ある人は何もしないで数ヶ月間で1億ウォンを儲けるのに、週52時間ずつ1年間きっちり働いても1000万ウォン、いや100万ウォンも貯めることができないことを考えると、誰が働く意欲を起こすだろうか。少なくとも国民の半分が「不動産うつ病」を患っているという声まで出ている。所得主導成長をいくら叫んでも、高騰する住宅価格の不労所得の前に、這うようなスピードで増える勤労所得であれば、何ら意味がない。

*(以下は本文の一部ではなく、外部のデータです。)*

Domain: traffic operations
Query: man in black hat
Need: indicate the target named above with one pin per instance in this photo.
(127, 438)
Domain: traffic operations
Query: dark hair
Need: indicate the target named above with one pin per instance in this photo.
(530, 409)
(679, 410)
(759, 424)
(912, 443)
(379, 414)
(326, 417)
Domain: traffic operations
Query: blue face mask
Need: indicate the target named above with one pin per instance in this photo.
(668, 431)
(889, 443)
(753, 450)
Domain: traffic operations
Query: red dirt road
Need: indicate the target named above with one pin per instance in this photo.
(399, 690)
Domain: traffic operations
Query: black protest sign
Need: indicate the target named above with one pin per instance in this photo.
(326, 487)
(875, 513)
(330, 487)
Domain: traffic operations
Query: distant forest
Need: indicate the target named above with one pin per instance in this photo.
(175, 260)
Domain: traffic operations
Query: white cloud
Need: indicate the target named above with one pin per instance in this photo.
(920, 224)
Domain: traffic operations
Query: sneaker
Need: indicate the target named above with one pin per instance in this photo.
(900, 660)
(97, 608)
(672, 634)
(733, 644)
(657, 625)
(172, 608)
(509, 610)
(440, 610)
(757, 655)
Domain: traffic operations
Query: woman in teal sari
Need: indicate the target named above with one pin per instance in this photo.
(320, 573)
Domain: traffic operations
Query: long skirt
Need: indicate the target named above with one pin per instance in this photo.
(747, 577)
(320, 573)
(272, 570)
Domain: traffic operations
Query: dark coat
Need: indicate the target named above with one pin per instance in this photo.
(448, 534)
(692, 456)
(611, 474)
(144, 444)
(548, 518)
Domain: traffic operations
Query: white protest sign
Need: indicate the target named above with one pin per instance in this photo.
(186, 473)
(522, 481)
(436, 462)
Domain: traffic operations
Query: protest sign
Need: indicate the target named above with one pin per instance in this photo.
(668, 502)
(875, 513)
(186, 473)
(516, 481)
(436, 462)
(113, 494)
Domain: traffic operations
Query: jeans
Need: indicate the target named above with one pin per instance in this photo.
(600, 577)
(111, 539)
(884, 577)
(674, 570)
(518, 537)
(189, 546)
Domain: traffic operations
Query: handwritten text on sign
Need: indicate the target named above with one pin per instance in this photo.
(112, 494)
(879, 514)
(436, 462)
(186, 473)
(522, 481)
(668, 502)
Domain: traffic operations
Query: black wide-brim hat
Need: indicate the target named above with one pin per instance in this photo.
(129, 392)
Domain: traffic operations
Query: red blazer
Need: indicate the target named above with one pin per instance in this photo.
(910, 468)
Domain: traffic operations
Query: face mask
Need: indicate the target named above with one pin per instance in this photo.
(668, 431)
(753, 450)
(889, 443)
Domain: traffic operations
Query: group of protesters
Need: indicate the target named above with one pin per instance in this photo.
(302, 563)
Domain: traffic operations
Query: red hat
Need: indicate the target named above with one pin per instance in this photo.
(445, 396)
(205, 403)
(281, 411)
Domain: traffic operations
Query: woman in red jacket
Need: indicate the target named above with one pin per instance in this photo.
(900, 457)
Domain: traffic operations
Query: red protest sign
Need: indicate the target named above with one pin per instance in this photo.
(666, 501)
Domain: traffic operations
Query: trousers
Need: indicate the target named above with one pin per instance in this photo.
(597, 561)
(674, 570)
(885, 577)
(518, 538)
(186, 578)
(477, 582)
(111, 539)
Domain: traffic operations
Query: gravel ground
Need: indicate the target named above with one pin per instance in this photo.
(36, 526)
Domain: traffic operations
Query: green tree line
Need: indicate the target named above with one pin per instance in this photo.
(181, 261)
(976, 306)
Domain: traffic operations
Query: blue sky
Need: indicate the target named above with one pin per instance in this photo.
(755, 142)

今年の4人世帯の中位所得(425万ウォン)で、ソウル地域の平均価格(6億9159万ウォン)のマンションを購入するためには、12年8ヶ月間一銭も使わずに貯めなければならない。青年たちが家を放棄したことで、恋愛や結婚、出産までも放棄するドミノが続いている。ソウルに家を持つ老後の世代も、住宅価格の上昇がひたすら嬉しいことではない。引退後の収入はあまりなく、家一軒を持っているだけなのに、住宅価格の上昇でますます増える税金を払えるだけの能力がない。住宅年金に加入したくても、家の相続を受ける日ばかりを待っている子供たちのためにそれもできない。

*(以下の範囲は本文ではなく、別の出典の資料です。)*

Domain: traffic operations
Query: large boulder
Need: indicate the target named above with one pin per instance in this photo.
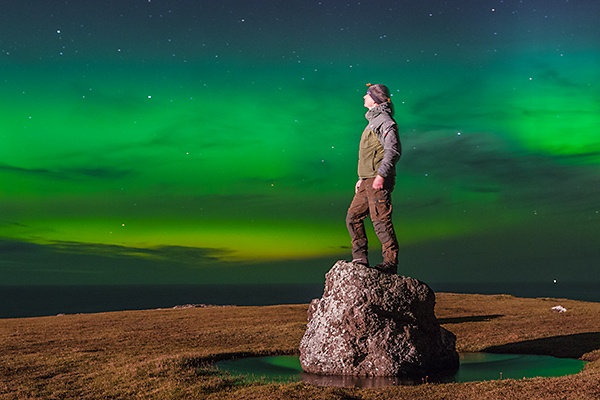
(373, 324)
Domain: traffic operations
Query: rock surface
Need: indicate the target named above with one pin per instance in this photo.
(372, 324)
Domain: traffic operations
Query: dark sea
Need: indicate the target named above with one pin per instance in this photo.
(34, 301)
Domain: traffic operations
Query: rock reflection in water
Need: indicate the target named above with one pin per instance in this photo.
(473, 367)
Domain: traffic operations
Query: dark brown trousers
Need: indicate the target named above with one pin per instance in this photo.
(378, 205)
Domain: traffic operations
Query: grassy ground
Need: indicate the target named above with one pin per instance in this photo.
(167, 354)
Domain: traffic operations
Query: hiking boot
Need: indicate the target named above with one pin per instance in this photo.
(360, 262)
(387, 268)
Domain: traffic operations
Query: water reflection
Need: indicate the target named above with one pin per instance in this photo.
(473, 367)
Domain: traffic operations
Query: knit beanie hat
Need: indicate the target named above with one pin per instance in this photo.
(379, 93)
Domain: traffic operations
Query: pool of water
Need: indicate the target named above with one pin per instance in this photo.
(473, 367)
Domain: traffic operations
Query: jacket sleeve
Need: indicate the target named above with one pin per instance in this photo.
(392, 149)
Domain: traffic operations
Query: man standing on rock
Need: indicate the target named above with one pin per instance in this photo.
(378, 154)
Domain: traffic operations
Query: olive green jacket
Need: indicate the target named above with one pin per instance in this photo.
(380, 147)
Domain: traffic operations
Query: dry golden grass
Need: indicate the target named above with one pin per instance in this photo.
(167, 354)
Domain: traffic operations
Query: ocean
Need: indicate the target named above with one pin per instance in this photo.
(35, 301)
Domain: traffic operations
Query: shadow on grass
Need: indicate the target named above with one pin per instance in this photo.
(474, 318)
(566, 346)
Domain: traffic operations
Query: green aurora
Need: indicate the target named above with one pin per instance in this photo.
(138, 146)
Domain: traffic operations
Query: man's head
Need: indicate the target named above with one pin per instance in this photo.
(379, 94)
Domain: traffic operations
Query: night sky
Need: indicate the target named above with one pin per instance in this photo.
(149, 141)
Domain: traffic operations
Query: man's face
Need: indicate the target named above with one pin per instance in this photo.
(369, 102)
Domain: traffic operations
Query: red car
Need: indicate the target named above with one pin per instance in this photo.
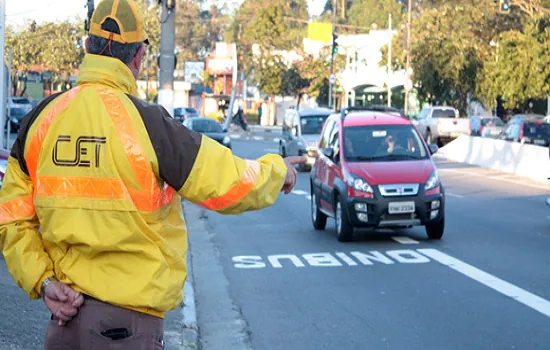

それでも地方に家を持つ人々はソウルに家のある人を、ソウルでは江南に家を持つ人を羨望を超えて、妬みの視線で眺めている。2008年のグローバル金融危機で住宅価格が一度大きく下落したうえ、出生率の低迷が続いたことで、韓国でも不動産不敗の神話が崩れるかと思ったが、再び蘇って燃えている。家を不敗の安全資産とみて、お金を掻き集めてつぎ込む投機行為は、マクロ経済の健全な発展まで脅かしている。

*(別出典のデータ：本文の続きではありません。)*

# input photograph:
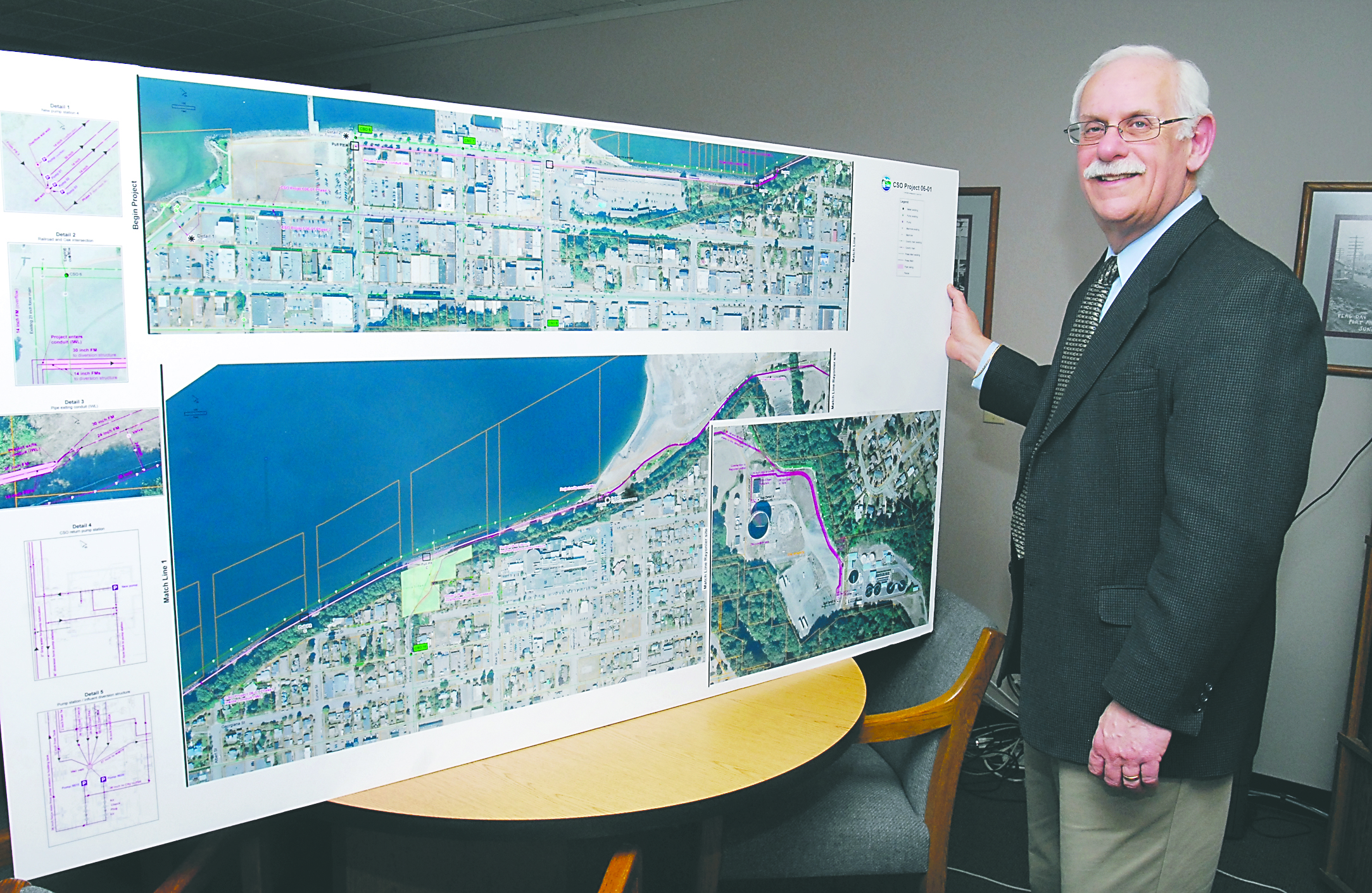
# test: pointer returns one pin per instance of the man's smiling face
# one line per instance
(1134, 185)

住宅価格の暴騰が、家庭不和はもとより、社会的違和感を超えて、社会対立の要因へと突っ走っている。住宅価格を安定させるためには、政府はもとより、与野党を問えない。特に野党も政府の不動産政策の失敗を政治的好材料として利用する考えなどせず、協力する姿勢で建設的な代案を出さなければならない。実は今の住宅価格の高騰には、過去の政府の時、景気活性化のために「借金をしてでも家を買え」と過度の不動産扶養政策を執った責任もないとは言えない。政治の目的は、少なくとも働きがいのある社会を作ることだ。働きがいのない国民が増えてきて、社会に投機心理がたまることほど、国が憂慮すべきことはない。